Hometown Lenders slashes headcount, transitions to broker model

Hometown Lenders' CEO announced a headcount reduction Friday and said that it will transition from a retail shop to a broker model.

Billy Taylor, the founder of the company, described the current state of the market as "maddingly unpredictable" and stated in his email that employees will not be paid on time because a planned "pipeline sale" was not finalized. 

"It is in your best interest for us to terminate your employment effective immediately," wrote Taylor in an email that was shared with National Mortgage News. 

Over 100 employees were allegedly let go across all departments further slimming ranks at the company, according to an employee with knowledge of the inner workings of the company. As of Oct. 10, the lender sponsors 69 loan officers, per the National Mortgage Licensing System, compared to the 400 LO's employed just four months prior.

Hometown's CEO did not immediately respond to a request for comment.

Former and current employees say the company's transition to a broker model is a last ditch effort to stay afloat in a challenging market, made much more difficult as interest rates have edged towards 8%. Rates this high were last seen two decades ago.

Taylor stated that he was hopeful that brokering "for a few weeks, or months" will allow the company to pay off all of its obligations to employees and will help Hometown "survive and thrive again."

"We have been here before and emerged each time stronger and wiser as a result," Taylor wrote in the communication to employees.

Earlier this year both current and former employees alleged the lender stopped paying for rent, utilities and health insurance. 

Unpaid bills, ranging from leases to invoices from appraisal management companies and vendor service providers have piled up since mid-2022, causing branch managers to step up and pay for some bills out of pocket without getting reimbursed, they said.

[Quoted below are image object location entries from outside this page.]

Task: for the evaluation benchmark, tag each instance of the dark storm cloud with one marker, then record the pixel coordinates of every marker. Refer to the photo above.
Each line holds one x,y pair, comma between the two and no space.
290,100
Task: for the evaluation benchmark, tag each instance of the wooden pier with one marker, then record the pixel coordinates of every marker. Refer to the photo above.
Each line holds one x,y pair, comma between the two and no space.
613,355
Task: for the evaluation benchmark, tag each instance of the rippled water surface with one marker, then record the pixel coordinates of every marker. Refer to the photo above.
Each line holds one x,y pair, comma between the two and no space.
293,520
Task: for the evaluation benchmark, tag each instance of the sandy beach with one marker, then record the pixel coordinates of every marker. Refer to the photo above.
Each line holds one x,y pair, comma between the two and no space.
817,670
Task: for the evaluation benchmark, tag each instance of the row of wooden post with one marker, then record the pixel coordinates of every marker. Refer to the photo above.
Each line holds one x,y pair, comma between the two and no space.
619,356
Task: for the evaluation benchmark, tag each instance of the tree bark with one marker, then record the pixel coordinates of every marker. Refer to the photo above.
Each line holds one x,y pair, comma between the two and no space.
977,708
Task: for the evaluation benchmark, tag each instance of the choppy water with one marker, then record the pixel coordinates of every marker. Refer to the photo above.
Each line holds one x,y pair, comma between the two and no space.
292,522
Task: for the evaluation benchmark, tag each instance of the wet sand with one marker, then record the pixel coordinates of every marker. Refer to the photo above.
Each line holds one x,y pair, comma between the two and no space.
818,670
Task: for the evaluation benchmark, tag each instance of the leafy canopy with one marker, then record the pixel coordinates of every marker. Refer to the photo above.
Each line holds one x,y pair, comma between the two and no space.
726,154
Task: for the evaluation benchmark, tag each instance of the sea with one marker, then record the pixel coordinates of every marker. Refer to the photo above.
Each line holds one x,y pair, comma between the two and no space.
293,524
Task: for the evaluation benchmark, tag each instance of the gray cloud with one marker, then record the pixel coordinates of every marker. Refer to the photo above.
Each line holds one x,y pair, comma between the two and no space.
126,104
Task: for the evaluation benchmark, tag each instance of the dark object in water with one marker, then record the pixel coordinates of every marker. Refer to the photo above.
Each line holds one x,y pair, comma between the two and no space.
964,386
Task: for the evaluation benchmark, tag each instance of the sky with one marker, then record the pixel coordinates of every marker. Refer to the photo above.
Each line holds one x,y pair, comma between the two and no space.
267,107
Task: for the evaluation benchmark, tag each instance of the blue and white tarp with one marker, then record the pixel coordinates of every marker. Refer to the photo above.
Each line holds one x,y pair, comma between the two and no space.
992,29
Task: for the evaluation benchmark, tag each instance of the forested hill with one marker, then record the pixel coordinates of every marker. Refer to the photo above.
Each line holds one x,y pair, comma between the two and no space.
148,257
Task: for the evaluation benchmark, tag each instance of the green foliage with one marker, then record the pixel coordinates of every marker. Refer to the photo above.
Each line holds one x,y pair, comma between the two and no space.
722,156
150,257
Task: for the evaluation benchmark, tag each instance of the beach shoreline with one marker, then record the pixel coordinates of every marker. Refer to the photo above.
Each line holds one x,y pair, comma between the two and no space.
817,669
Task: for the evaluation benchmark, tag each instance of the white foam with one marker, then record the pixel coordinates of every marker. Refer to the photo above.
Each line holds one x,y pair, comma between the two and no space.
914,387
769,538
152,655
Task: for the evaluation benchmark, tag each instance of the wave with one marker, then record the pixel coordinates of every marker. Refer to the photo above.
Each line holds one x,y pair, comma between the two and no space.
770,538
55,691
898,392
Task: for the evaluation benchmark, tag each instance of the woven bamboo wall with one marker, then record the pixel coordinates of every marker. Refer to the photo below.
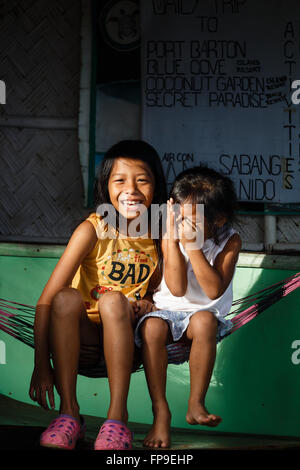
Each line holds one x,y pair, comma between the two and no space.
41,183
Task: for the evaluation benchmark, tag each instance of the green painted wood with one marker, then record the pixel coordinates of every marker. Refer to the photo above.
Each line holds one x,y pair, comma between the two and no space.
255,384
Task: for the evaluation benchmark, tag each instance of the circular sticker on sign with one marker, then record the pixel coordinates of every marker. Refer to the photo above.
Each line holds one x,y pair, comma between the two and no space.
119,24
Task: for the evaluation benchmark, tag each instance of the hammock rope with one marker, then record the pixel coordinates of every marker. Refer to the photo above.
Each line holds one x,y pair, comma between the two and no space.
17,319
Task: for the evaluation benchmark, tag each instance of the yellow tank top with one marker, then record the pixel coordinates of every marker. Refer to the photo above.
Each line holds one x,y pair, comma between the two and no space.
123,264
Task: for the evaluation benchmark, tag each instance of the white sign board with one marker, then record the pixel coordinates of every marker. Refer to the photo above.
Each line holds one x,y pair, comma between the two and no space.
216,89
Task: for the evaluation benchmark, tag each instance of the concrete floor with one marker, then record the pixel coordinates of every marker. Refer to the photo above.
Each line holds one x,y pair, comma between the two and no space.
21,425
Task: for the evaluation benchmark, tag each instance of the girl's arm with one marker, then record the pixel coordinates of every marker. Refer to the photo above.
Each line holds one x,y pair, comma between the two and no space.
174,261
215,279
81,243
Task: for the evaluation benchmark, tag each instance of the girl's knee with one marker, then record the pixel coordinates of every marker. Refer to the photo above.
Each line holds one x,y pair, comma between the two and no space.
154,329
67,301
114,304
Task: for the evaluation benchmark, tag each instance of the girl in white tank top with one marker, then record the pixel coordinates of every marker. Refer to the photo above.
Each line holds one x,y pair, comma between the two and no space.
194,297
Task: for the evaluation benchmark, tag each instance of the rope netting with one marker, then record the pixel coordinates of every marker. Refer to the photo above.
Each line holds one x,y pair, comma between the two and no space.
17,319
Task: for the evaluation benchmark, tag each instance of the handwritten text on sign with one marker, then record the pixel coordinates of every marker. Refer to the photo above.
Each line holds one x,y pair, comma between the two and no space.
217,82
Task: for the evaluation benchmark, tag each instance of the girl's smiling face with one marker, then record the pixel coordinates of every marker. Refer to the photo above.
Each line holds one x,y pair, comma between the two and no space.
130,186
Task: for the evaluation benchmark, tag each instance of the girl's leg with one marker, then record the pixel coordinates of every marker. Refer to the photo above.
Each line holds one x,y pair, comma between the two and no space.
155,334
201,332
118,343
69,324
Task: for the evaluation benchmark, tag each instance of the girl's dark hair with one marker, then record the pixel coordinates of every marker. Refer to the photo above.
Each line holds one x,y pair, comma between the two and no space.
203,185
133,149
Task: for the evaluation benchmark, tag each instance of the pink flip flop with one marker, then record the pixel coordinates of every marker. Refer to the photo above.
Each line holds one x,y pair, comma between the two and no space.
114,435
63,433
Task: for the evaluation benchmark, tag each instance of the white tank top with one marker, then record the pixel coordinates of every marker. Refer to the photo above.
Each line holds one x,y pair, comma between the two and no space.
195,299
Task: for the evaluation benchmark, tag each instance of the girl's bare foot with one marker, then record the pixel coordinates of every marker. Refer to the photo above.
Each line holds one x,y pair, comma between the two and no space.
159,434
198,414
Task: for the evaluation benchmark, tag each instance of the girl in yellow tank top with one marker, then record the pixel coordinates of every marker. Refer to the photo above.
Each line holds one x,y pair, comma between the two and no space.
87,312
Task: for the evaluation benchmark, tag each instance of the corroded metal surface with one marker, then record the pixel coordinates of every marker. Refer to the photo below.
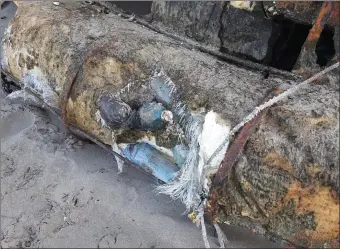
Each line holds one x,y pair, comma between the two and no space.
307,57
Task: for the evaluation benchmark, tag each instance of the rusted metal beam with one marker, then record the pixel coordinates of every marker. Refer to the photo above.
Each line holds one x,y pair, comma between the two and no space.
307,57
229,161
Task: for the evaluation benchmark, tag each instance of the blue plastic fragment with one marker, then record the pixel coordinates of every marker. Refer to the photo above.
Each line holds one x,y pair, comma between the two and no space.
161,89
151,160
180,152
150,116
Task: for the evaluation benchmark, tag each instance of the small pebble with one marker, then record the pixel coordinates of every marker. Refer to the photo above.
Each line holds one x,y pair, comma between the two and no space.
132,18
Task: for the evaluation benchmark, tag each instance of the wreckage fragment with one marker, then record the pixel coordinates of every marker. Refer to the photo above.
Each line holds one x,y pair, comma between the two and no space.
285,182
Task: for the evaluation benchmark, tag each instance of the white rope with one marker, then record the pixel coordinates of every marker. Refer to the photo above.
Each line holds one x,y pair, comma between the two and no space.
271,102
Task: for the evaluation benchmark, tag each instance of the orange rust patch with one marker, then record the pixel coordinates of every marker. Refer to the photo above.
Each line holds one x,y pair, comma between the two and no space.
319,200
275,160
317,28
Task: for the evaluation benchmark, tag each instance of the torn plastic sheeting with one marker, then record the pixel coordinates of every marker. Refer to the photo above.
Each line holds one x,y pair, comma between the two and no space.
180,152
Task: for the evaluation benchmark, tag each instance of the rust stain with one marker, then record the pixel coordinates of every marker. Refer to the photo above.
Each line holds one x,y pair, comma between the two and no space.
320,22
334,17
277,161
319,200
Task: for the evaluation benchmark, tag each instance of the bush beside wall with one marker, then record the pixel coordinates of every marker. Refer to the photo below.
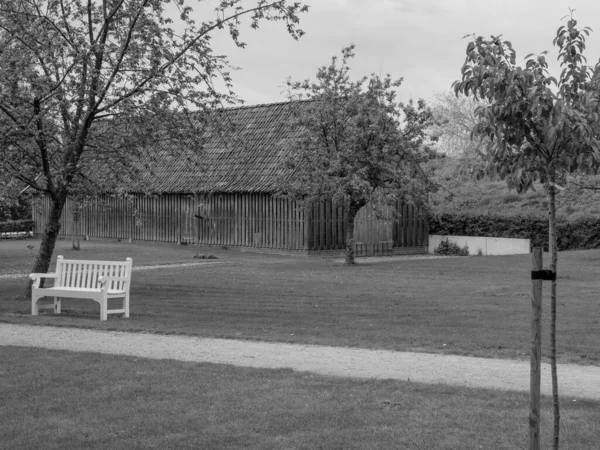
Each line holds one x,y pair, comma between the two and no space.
578,234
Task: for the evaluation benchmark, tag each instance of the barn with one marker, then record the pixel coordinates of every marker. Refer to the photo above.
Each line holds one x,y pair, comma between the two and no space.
232,203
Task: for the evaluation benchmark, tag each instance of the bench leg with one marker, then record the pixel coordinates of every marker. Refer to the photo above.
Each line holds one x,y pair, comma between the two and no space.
34,308
103,308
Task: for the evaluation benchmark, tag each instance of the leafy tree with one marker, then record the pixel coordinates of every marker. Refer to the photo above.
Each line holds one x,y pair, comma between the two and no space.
355,144
535,131
455,119
88,84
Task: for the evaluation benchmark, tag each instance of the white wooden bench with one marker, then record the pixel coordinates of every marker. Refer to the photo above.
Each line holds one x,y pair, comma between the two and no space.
95,280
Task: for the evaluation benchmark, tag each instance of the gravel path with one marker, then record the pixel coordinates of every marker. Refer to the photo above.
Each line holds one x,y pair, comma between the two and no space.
575,381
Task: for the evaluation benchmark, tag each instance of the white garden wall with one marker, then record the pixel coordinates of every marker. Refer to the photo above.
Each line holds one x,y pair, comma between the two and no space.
487,245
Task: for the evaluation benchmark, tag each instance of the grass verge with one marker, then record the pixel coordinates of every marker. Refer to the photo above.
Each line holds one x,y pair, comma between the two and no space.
476,306
58,400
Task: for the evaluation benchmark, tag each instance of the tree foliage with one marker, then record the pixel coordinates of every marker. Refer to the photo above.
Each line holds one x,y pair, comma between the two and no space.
355,143
89,84
539,128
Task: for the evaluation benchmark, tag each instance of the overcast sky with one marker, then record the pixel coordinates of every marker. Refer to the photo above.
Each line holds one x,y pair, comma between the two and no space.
419,40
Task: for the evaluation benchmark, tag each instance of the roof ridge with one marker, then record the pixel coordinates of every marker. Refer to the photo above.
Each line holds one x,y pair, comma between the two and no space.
265,105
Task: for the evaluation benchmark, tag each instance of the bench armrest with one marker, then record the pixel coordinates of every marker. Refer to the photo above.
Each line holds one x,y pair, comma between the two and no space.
37,277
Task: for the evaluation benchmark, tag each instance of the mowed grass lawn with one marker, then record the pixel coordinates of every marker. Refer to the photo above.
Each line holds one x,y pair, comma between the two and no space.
475,306
61,400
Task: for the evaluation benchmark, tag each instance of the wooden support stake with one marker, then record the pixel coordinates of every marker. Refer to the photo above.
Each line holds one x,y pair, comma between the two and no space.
536,353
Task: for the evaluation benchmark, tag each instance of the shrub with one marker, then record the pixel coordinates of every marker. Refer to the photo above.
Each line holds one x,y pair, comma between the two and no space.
451,248
511,198
584,232
12,226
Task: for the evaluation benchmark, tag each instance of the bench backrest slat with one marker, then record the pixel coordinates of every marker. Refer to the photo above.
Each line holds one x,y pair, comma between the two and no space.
85,274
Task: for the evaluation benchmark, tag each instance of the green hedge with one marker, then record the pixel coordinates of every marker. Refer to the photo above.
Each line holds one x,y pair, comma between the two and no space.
12,226
578,234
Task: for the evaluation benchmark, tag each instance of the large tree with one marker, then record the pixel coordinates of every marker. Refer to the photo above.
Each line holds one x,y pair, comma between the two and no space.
355,143
85,83
539,128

Some of these claims have developed into lawsuits. There are at least four suits with similar allegations pending against the mortgage shop. All four have been filed by former branch managers.

One of the lawsuits, filed by a top-performing branch in the U.S. District Court for the Northern District of Illinois, claims the lender owes them over $1 million in reimbursements for expenses and commission.

Anthony Perri Sr. and Anthony Perri Jr. , a father and son duo who ran the Moketa, Illinois branch, accuse Hometown of failing to pay their final compensation, stopping payments on paychecks and failing to reimburse "hundreds of thousands of dollars of approved expenses."